Current ThreatQ Version Filter
Shodan Action
The web format of this guide reflects the most current release. Guides for older iterations are available in PDF format.
Integration Details
ThreatQuotient provides the following details for this integration:
| Current Integration Version | 1.0.2 |
| Compatible with ThreatQ Versions | >= 5.6.0 |
| ThreatQ TQO License Required | Yes |
| Support Tier | ThreatQ Supported |
Introduction
The Shodan action for ThreatQ submits a data collection of IP Address objects to the Shodan API. The Shodan API queries the submitted IPs for any services running and returns related threat intelligence to be ingested into the ThreatQ library.
The integration provides the following action:
- Shodan - submits an IP Address to the Shodan API to enrich the indicator with all services found by Shodan on the host.
The action is compatible with the IP Address type indicators and returns enriched indicators.
This action is intended for use with ThreatQ TDR Orchestrator (TQO).

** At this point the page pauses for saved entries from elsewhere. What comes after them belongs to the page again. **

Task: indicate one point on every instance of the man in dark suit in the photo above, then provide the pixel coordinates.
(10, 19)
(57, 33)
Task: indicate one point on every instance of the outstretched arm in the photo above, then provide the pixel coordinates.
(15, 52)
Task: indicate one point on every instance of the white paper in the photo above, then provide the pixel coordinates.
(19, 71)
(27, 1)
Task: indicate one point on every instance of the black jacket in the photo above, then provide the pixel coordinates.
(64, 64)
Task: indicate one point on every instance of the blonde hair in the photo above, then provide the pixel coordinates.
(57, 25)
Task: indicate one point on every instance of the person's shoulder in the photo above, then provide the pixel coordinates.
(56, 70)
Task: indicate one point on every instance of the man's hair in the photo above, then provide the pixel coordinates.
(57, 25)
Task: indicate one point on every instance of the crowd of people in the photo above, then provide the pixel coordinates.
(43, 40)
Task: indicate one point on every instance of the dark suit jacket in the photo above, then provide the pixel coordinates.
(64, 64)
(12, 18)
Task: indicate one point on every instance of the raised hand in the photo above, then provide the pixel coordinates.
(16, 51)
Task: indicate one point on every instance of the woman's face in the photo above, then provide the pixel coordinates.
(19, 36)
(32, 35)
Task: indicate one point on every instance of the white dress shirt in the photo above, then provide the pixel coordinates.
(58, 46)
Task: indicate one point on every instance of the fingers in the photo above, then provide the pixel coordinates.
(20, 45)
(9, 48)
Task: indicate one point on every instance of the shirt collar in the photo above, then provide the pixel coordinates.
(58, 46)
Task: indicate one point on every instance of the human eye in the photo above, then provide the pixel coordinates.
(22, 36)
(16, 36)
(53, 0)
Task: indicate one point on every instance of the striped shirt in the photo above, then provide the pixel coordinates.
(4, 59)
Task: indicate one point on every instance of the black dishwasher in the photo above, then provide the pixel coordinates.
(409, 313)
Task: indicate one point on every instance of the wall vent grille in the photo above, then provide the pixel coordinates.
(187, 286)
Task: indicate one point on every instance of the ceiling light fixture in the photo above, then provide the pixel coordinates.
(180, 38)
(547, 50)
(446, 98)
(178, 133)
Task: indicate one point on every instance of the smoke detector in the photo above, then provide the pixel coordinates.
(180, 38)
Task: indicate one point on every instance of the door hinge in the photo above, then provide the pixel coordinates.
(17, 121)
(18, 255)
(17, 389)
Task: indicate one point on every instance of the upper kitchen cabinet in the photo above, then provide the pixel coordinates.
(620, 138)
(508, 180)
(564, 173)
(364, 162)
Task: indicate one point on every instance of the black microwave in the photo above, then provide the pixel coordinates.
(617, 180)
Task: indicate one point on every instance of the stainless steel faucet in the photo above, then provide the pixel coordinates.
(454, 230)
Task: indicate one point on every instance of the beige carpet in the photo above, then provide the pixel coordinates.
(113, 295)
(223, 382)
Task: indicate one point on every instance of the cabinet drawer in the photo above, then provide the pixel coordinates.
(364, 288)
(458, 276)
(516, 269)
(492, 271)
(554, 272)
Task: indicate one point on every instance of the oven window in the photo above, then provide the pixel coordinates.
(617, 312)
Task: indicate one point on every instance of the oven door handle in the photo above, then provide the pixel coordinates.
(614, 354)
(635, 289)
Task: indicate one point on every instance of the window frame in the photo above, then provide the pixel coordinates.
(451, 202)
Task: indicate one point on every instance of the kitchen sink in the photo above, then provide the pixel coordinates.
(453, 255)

An active TQO license is required for this feature.
Prerequisites
The action requires the following:
- An active ThreatQ TDR Orchestrator (TQO) license.
- A data collection containing the IP Address objects.
- A Shodan API Key.
Installation
This action can be installed in the My Integration section of your ThreatQ instance. See the Installing an Action topic for more details.
Configuration
ThreatQuotient does not issue API keys for third-party vendors. Contact the specific vendor to obtain API keys and other integration-related credentials.
To configure the integration:
- Navigate to your integrations management page in ThreatQ.
- Select the Actions option from the Category dropdown (optional).
- Click on the action entry to open its details page.
- Enter the following parameters under the Configuration tab:
The configurations set on this page will be used as the default settings when inserting this action into a new workflow. Updating the configurations on this page will not update any instances of this action that have already been deployed to a workflow. In that scenario, you must update the action’s configurations within the workflow itself.
Parameter Description API Key Your Shodan API Key to authenticate with the API. Shodan Objects Per Run The amount of objects per run. The max value for this parameter is 50,000. Context Filter Select which pieces of context you want to bring into ThreatQ. Options include: - Related Domains
- Related Hostnames
- Tags
- Country Code
- Country (Full Name)
- Region Code
- Area Code
- City
- Latitude
- Longitude
- ASN
- ASN Organization
- ISP
- Operating System
- Open Ports
- Installed Services / Products
- Web Technologies
- Review any additional settings, make any changes if needed, and click on Save.
Actions
The integration provides the following action:
| Action | Description | Object Type | Object Subtype |
|---|---|---|---|
| Shodan | Performs IP lookups using the Shodan API. | Indicator | IP Address |
Shodan
The Shodan function performs IP lookups and uses the returning data to enrich system indicators.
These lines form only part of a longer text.